22 June 2018

City leaders call for 2030 ban on the sale of diesel and petrol cars and vans

Leaders of towns and cities from across England and Wales have called on the government to ban the sale of new ‘pure’ diesel and petrol cars and vans by 2030.

Banning the sale of new 'pure' diesel and petrol cars and vans by 2030 would, said the group, encourage car manufacturers and other businesses to innovate, helping ensure the UK was a world leader in low emission technology.

To ensure the roll out of the vital electric vehicle infrastructure needed to support that, cities should have the power to install charge points at petrol stations and private car parks that were publicly accessible, say the city chiefs.

The cross-party leaders' group, representing around 20 million people from towns and cities in England and Wales, has urged the government to bring forward current plans to phase out the vehicles from 2040, the government's confirmed date, to 2030 to tackle the nation's growing air quality health crisis.

Currently poor air quality is estimated to contribute to more than 40,000 premature deaths across the country each year, with emissions from cars and vans estimated to cost £6 billion annually to the NHS and society.

But research has shown that the phasing out of petrol and diesel vehicles would lead to a 30% reduction in pollution in 2030, improving health, and potentially boosting the country's economy by billions by making the UK a global leader in low-emission technology.

The call for action was discussed on Wednesday (20 June) at a national air quality summit organised by the London Mayor Sadiq Khan, UK100 and the Institute for Public Policy Research (IPPR).
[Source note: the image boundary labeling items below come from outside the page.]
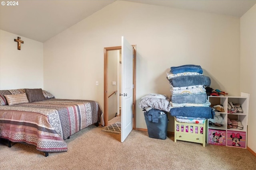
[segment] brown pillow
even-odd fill
[[[25,88],[24,90],[30,102],[46,100],[42,88]]]
[[[28,103],[27,95],[25,93],[4,95],[8,105]]]

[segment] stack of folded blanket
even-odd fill
[[[171,115],[179,120],[213,119],[215,113],[210,107],[205,88],[210,86],[211,80],[202,75],[201,66],[184,65],[170,68],[167,78],[172,93]]]

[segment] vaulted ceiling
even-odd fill
[[[2,1],[0,29],[44,42],[116,0],[20,0],[7,6]],[[187,10],[242,16],[256,0],[126,0]],[[4,2],[3,3],[3,2]]]

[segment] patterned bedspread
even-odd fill
[[[0,138],[24,142],[47,152],[68,150],[64,140],[100,121],[102,110],[94,101],[51,99],[0,106]]]

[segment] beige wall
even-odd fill
[[[256,152],[256,5],[240,19],[240,90],[250,94],[247,146]]]
[[[0,90],[43,87],[43,43],[0,30]]]
[[[138,104],[148,93],[170,95],[171,66],[200,65],[212,88],[240,94],[240,27],[238,18],[117,1],[44,43],[44,87],[103,109],[104,48],[124,36],[137,45],[136,127],[146,129]]]

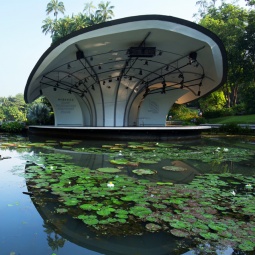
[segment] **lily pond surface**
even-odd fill
[[[0,137],[1,255],[255,254],[255,138]]]

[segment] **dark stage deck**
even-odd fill
[[[29,126],[29,135],[89,140],[186,140],[201,137],[210,126],[56,127]]]

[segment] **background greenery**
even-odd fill
[[[210,95],[187,105],[174,105],[169,111],[169,119],[184,124],[255,124],[255,0],[246,2],[248,8],[240,7],[238,2],[196,2],[198,11],[194,17],[197,23],[213,31],[225,45],[228,79]],[[55,43],[71,32],[113,19],[113,9],[109,1],[100,2],[97,7],[93,2],[87,2],[80,13],[70,17],[65,15],[64,2],[51,0],[46,6],[46,18],[41,29]],[[54,113],[44,97],[29,105],[22,94],[0,97],[0,124],[9,122],[18,122],[23,126],[54,124]],[[16,128],[13,126],[13,129]]]

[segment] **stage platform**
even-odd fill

The summit saw city leaders, MPs and the Environment Secretary Michael Gove discuss plans to improve the country's air quality.

Together, the city leaders reiterated their commitment to working together to reduce emissions and tackle pollution for the good of the country. In addition to taking strong action in their own areas, they called for the earlier phasing out of diesel and petrol vehicles, an enhanced Clean Air Fund from government and manufacturers that will support Clean Air Zones, a targeted national vehicle renewal scheme to replace older polluting vehicles, and a Clean Air Act that sets strict air quality limits.

Mr Khan said: "Air pollution is not an isolated problem, it's a national health crisis. We have to take bold action, but while we're all doing what we can, we need government support to do even more. Banning the sale of new petrol and diesel vehicles by 2030, providing support to deliver Clean Air Zones in cities and introducing a national vehicle renewal scheme will dramatically improve our air quality and our health."

The leaders included mayors and city leaders covering Bradford, Bristol, Cardiff, Greater Manchester, Leeds, Leicester, Liverpool, London, Newcastle, Oxford, Sheffield, Southampton and the West Midlands.